On Routines and Lessons
I like Geoff's perspective: "What’s the shortest amount of time you could possibly do the talking? Go with that. And maybe subtract a few more minutes." After 30 years of teaching, I am still learning, and I still get excited when I see something that might make a difference for my students. This looks helpful, and perfect for my summer meditations on teaching.



Young Math
Can you imagine doing a college math lesson with 2nd graders, and having it work out well? Manan Shah did it! His lesson was on set theory.

Ahh... A whole blog on magical math books. And she wrote about Christopher Danielson's new book, How Many? If you like this, she also has a list of every book she has posted about. Thank you, Kelly Darke!

Remember playing the card game War? If you're a parent, those memories may not be so fond. Kids love it and parents can get sooo bored. Kent wrote a great post about his interactions with his son around Addition, Subtraction, and Multiplication War. (If you want a good summary of even more mathy variations on war, check out Denise Gaskins' classic post.)

The first ever Global Math Week went well, with its exploding dots exploding around the world. Thank you, James Tanton, for getting people all over the globe into math.

How do you talk about numbers with young children? There are so many ways! Here's another: Counting with Dice, from Dave Martin.




Calculus
Which is bigger, eπ or πe? Sure, you can check it on a calculator.

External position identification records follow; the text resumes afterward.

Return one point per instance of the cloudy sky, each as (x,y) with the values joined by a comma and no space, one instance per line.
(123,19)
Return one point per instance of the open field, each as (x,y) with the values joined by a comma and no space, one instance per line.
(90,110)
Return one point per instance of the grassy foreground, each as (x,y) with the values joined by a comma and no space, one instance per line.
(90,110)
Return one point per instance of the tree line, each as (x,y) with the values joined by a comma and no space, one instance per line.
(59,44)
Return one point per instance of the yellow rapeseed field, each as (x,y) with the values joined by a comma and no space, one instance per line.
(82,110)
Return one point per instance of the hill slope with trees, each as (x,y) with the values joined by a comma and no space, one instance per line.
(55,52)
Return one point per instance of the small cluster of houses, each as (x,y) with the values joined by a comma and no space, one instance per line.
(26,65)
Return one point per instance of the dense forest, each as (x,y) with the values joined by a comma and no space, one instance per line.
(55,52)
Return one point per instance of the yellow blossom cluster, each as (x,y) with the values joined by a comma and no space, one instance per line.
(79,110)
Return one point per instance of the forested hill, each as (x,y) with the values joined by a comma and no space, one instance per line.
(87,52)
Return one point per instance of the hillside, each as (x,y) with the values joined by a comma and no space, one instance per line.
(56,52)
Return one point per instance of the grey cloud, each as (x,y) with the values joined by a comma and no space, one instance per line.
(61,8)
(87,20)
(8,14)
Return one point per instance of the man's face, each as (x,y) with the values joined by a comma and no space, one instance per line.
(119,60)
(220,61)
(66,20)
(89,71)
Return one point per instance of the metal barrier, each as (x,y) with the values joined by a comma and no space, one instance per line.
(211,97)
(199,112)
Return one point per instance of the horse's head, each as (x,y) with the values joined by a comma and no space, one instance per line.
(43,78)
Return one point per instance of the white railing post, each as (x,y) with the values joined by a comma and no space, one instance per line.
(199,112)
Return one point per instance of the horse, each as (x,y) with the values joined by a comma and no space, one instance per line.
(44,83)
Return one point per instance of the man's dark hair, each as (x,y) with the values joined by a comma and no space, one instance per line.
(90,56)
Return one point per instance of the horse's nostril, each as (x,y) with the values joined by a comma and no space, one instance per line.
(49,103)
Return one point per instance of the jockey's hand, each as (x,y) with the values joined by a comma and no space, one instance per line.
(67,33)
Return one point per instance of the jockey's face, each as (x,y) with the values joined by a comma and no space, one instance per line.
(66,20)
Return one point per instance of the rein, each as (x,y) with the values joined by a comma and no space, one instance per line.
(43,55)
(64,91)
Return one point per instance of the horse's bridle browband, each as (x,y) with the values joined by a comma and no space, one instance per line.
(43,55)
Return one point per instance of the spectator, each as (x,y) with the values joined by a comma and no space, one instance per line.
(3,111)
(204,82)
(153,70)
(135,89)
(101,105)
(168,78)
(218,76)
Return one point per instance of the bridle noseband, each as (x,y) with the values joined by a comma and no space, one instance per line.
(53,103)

Or you can use areas to see why it's true. Lovely! (from Glenn Waddell)

The Fundamental Theorem of calculus says that you can figure out areas by using anti-derivatives. I do a project to help students understand it. Sam Shah does even more. This is Part III of his lessons for this topic. I recommend clicking on the links to Parts I and II first.





A Few More Goodies...
Dan McKinnon shares his notes from his Origami Workshop. For those who enjoy doing origami, can you find something new here?

Logic and Math go together so well. Check out this blog full of Venn Diagrams to fill in.

In his post From Surds to Ab-surds, Pat Bellew looks at an interesting relationship, which looks like bad simplifying but is still correct. He suggests it as a challenge in an algebra course to produce more correct 'bad simplifying' equations. Hmm, I want to think about how to do that.




Until Next Month...
Our sister blog carnival, The Carnival of Mathematics, often includes posts that are above my head. This month, our big sister is quite approachable. Enjoy!

If you have suggestions for next month's MTAP, share via the form at the Carnival home page.  Sharing in the carnival, or hosting, is a great way to increase connections in the #mtbos/#iteachmath community.

Sunday, January 7, 2018

Logic Puzzle - What Does Your Friend See?

I love logic puzzles, and was drawn by the title saying this was a hard one. Usually Nautilus is well-written, but their version of this puzzle isn't as good (in my opinion) as the original, blogged about by Presh Talwalkar.
 
The Nautilus version of the puzzle says to imagine your brightest friend. I imagined a friend I know likes logic puzzles (Sharon), but since I wanted a different initial than mine for notation purposes, I imagined another smart friend who might like logic puzzles (Linda). And I began scribbling away with S's (for Sue) and L's.
The answer I got is different than the answer the author got because we made different assumptions. Mine were based on his wording, his were based on Presh's wording.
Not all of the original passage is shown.